Office hours are fun and productive, as students are forced to talk about their misunderstandings while they are trying to pass the test. That was potentially the best part of my experience with a new system: I never ever had office hours that full, and that fun before! Ever! Note that it may not be automatically true for your course: it only happened in my course because I made all retakes verbal. If a student wrote the quiz from the first attempt, they didn’t have to talk to me. If they needed to re-take a quiz however, they had to come to the office hours, and describe the topic to me, as I was asking them questions (Socratic if they fumbled; deeper follow-up questions if they were doing well). As I wrote in my previous account, it created an ideal setup for learning: if a student did not pass the test, we just ended up talking about their misconceptions and lacunae in their understanding. I could afford doing it, with 20 students in class, but of course it is not easily scalable (and actually I may not be able to repeat this experience next semester, as amazing as it was).

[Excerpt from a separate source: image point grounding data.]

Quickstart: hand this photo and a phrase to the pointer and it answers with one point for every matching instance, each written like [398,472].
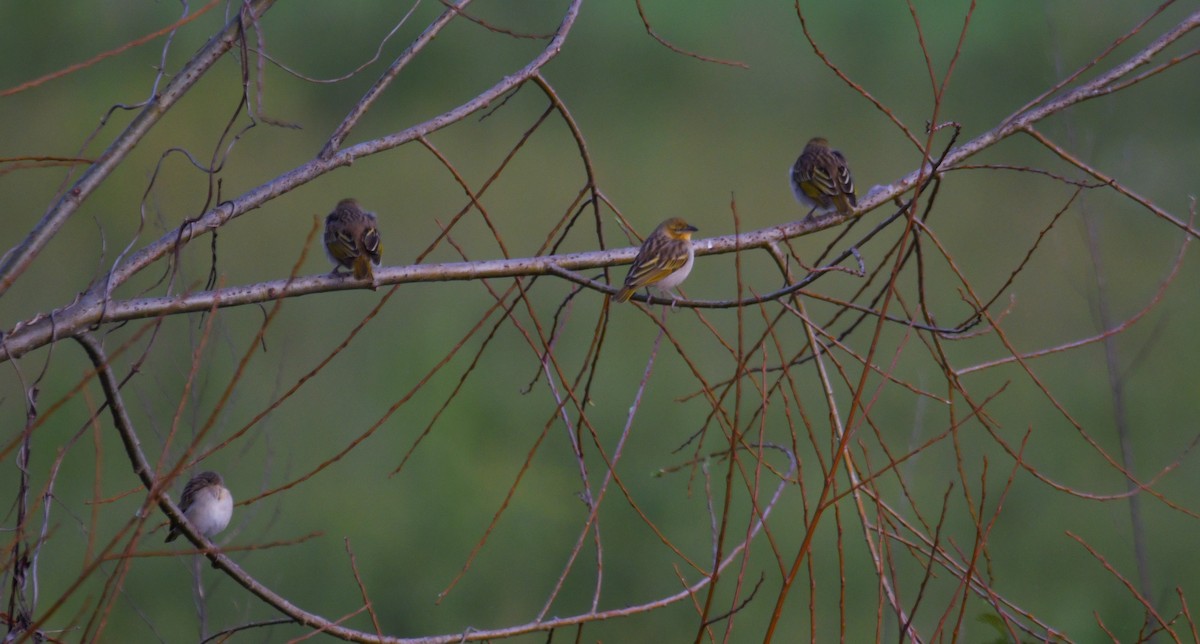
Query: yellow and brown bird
[352,239]
[664,260]
[207,504]
[821,180]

You get a much better picture of what exactly they misunderstand, and why. Again, this may be less true if your quizzes are always written, but even then, you get so much more information from several attempts than from a single one. With one test, you never know whether it was you, who explained it badly, or whether they lack some background info, or whether they just partied the night before the test. But if you meet several times in a row, with a dozen of different students, having open-ended conversations about different concepts you taught, it gives you an opportunity to essentially look at the course with their eyes. If I had to revamp this course, or any other course for that matter, I would have switched to this “Mastery Grading + Verbal Exams” mode for one semester before the revamp, just to collect the data! Going through this experience made me really rethink the emphasis I put on different topics within the course, just because I discovered that some of them are hard for students in ways I was never able to identify before.

You get to know students better, as you can observe their thinking, and even talk about their interests a bit. This, again, is only true if you decide to utilize your office hours for topic retakes, but at least for a small class, it is very achievable.

Despite higher satisfaction and better learning, it does not seem to inflate letter-grades. My average grade in this course was typically either a “B” or a “B plus”, and if I reverse-calculate the average grade for my “Specification-graded class”, I end up with a similar average score. The distribution seems to be a bit more narrow this time (it is harder to get a C, but also harder to get an A), but the average grade is about the same.

Neutral points to keep in mind

Specification Grading puts a stronger emphasis on tests, and makes students study for the test. It’s not really news, if you think of it; students always study for a test. Yet, if you give them an opportunity to retake the test several times, it makes this effect so much stronger! If the tests are good, it’s not a problem, but if they were kind of tangential to your course in the past; if you used them just to shake things up a bit, and make sure everybody come to class prepared, then be aware. Now they will come to the forefront of student’s minds. For example, if you test the vocabulary, in the past you could use this to check whether they did the reading. Now, they will actually put an effort in memorizing the vocabulary, which may be weird if your goal was the reading itself. My class developed a bit of a prepping vibe to it, as if its main goal was not to introduce students to the discipline, but rather to prepare them for taking higher-level classes in neuroscience. It was not that much of a problem, as it was always my goal, just I never before thought of it as my top priority. It was number three or four on the list in the syllabus, maybe, but not number one. And yet, by using old quizzes with a new grading system, I kind of inadvertently made it the top priority, which was a curious thing to realize after the fact.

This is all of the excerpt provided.